But none of this matters to the average person until something scandalous happens. We might mutter about not really knowing what's in cheap food, but we buy it anyway. We're conditioned to look at the packaging that food comes in, and the price we have to pay at the till. We're not very good at looking at what's in our food or where it comes from. Even when we do, we probably don't know all the labelling tricks - like the fact that a ready meal labelled "made in UK" can contain meat from Romania. We trust brand names and we trust supermarkets, even though they're often faceless corporations. We don't check what they're doing until something goes wrong. Then we realise that we've actually lost any reliable way of checking for ourselves, and have to rely on government authorities to hold an investigation.
Some supermarkets and manufacturers are better than others.

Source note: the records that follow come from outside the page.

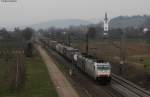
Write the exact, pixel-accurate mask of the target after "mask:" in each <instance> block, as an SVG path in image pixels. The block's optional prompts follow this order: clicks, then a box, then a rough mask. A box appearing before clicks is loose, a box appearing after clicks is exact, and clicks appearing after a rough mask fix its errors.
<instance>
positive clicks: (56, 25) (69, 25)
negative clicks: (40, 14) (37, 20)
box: [30, 19, 92, 29]
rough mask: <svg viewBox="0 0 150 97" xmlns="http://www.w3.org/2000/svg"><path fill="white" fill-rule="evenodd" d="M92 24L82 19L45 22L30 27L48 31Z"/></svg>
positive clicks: (73, 19)
mask: <svg viewBox="0 0 150 97" xmlns="http://www.w3.org/2000/svg"><path fill="white" fill-rule="evenodd" d="M91 23H92V22H90V21H86V20H80V19H66V20H52V21H48V22H43V23H39V24H34V25H31V26H30V27H32V28H34V29H40V28H42V29H46V28H49V27H56V28H66V27H69V26H79V25H88V24H91Z"/></svg>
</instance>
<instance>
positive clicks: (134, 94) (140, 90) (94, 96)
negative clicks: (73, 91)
mask: <svg viewBox="0 0 150 97" xmlns="http://www.w3.org/2000/svg"><path fill="white" fill-rule="evenodd" d="M50 52H52V51H50ZM54 56H55V55H54ZM55 57H56V56H55ZM57 57H58V55H57ZM61 60H65V59H61ZM67 64H71V63H67ZM80 73H81V72H80ZM79 76H81V74H79ZM75 79H76V78H75ZM87 80H88V79H86V80H84V82H85V81H87ZM76 81H77V80H76ZM83 84H85V83H81V84H79V85H80V86H81V85H83ZM87 85H89V83H88V84H87ZM94 85H95V84H93V86H90V87H93V88H95V90H93V91H91V89H88V87H85V86H86V85H85V86H83V87H85V89H84V90H85V91H86V92H87V94H88V95H90V96H89V97H99V96H98V94H97V93H95V94H96V95H95V94H94V95H92V94H91V93H92V92H93V93H94V91H98V90H100V88H102V89H103V92H104V91H105V93H107V94H105V95H107V96H106V97H150V92H149V91H146V90H144V89H142V88H140V87H139V86H137V85H135V84H134V83H132V82H130V81H128V80H126V79H124V78H122V77H119V76H117V75H115V74H112V84H111V85H110V86H98V87H97V86H94ZM112 88H113V89H112ZM115 90H116V91H115ZM101 91H102V90H101Z"/></svg>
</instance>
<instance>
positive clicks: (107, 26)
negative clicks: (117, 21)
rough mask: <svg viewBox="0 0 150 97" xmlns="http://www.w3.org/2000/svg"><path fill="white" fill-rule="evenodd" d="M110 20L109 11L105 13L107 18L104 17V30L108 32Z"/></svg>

As a slightly different example, a bag of salted peanuts I recently bought was labelled "Made in UK - peanuts from Nicaragua". Another supermarket's peanuts just said "Packed in UK". Both meet legal requirements, and are probably exactly the same peanuts from the same supplier.
A relative of mine has escaped all the meat labelling problems. She buys meat from a local farm shop, where the farmer knows where the meat came from - because either his family or a nearby farmer reared the animals themselves. And the price is roughly the same as the supermarkets because she buys in bulk direct from the farmer (she freezes what she can't use straight away).
What we do know - and the thing to take comfort in - is that horse meat is safe to eat, as evidenced by the tens of thousands (or more probably millions) of people who eat it every day in other countries. But if one good thing comes out of this "crisis" (as some branches of the media call it), I hope that food labelling becomes more honest and transparent.